O trabalho da Barraca, que sempre assumiu procurar um teatro popular, um teatro que privilegia a comunicação com o público, que procura a sátira politica, a ironia, o gozo com as situações, dá muita importância à música e a esta simplicidade cenográfica (que sempre esteve aliada à sua grande vocação para a digressão, tanto nacional como internacionalmente). No entanto nunca vi no trabalho de Hélder Costa, ele que trabalhou com excelentes actores, uma grande preocupação com a direcção de actores. Por isso fiquei surpreendido quando na nossa conversa, ao falarmos da forma como o elenco se renovou, ele se manifestou interessado pela evolução do trabalho de alguns actores. Disse-lhe que achava isso muito curioso nele, estar-me a falar do trabalho do actor:

“É, porque eu ultimamente preocupo-me mais com os actores eles próprios…Dantes era mais o espectáculo…Para mim, agora é perfeitamente fundamental puxar pela criatividade própria do actor. Sou contra o encenador papá, vai para ali, vai para ali, aquilo que na América Latina dizem, com alguma piada, o encenador sinaleiro, mas a pouco e pouco, comecei a preocupar-me a sério com os actores, precisamente em 2005 com este Mistério da Camioneta Fantasma. É uma questão de maturidade e de poder fazer um esforço para puxar pelo actor. Há um trabalho sobre a tensão, sobre o texto.”

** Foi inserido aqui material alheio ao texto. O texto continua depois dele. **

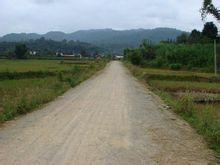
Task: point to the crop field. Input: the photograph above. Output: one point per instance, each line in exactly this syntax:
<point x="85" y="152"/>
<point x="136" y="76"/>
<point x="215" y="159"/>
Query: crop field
<point x="27" y="84"/>
<point x="193" y="95"/>
<point x="40" y="65"/>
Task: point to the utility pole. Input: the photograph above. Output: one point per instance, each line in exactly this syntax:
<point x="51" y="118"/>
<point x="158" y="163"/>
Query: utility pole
<point x="215" y="57"/>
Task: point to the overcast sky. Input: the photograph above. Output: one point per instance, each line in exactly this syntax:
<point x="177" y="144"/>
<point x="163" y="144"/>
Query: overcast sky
<point x="41" y="16"/>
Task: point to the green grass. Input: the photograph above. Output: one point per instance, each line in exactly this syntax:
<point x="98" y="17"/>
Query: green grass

Liguei esta preocupação com o trabalho do actor ao facto de A Barraca surgir com um elenco renovado, como novos actores que, hoje, mais carentes de direcção, são muito mais exigentes sobre o trabalho de encenação. É interessante ver a capacidade de regeneração e de renovação de elencos de A Barraca, um dos grupos portugueses mais prestigiados internacionalmente, principalmente no espaço latino-americano – onde já trabalharam alguns dos mais importantes actores portugueses (como, entre muitos outros, Mário Viegas, Maria do Céu Guerra, Orlando Costa, Raul Solnado, João D’ Ávila, Laura Soveral)  e que, à beira de fazer trinta e cinco anos, surge com um colectivo onde a experiência de Luís Thomar (no grupo desde 1986) e a de João Ávila, se cruzam com a de actores mais novos como Sérgio Moura Afonso, Sérgio Moras, Rita Fernandes, Célia Alturas, entre outros.

Terminámos com um aspecto essencial do trabalho dramatúrgico de Heldér Costa: a sátira política, a ironia, o gozo, explorando o grotesco das situações. Falei-lhe da forma como aparece Afonso XII, o general Milan Astray, Salazar, a sua governanta:

“A ideia é a seguinte: é a distanciação brechtiana. Eu pus o Salazar novo, com uma camponesa que está a começar, que vai aprendendo com ele. E quanto ao rei de Espanha era para tratar com a distância, o grotesco. Achei que no peso desta peça tinha de haver estes cortes. Abaixo o neorealismo, o romantismo. Com todo o respeito. Não é para mim.“

Em cena de 23 de Setembro a 14 de Novembro, 5 ª a Sábado às 21h00, Domingo às 16h00 na sala 1 do TeatroCinearte.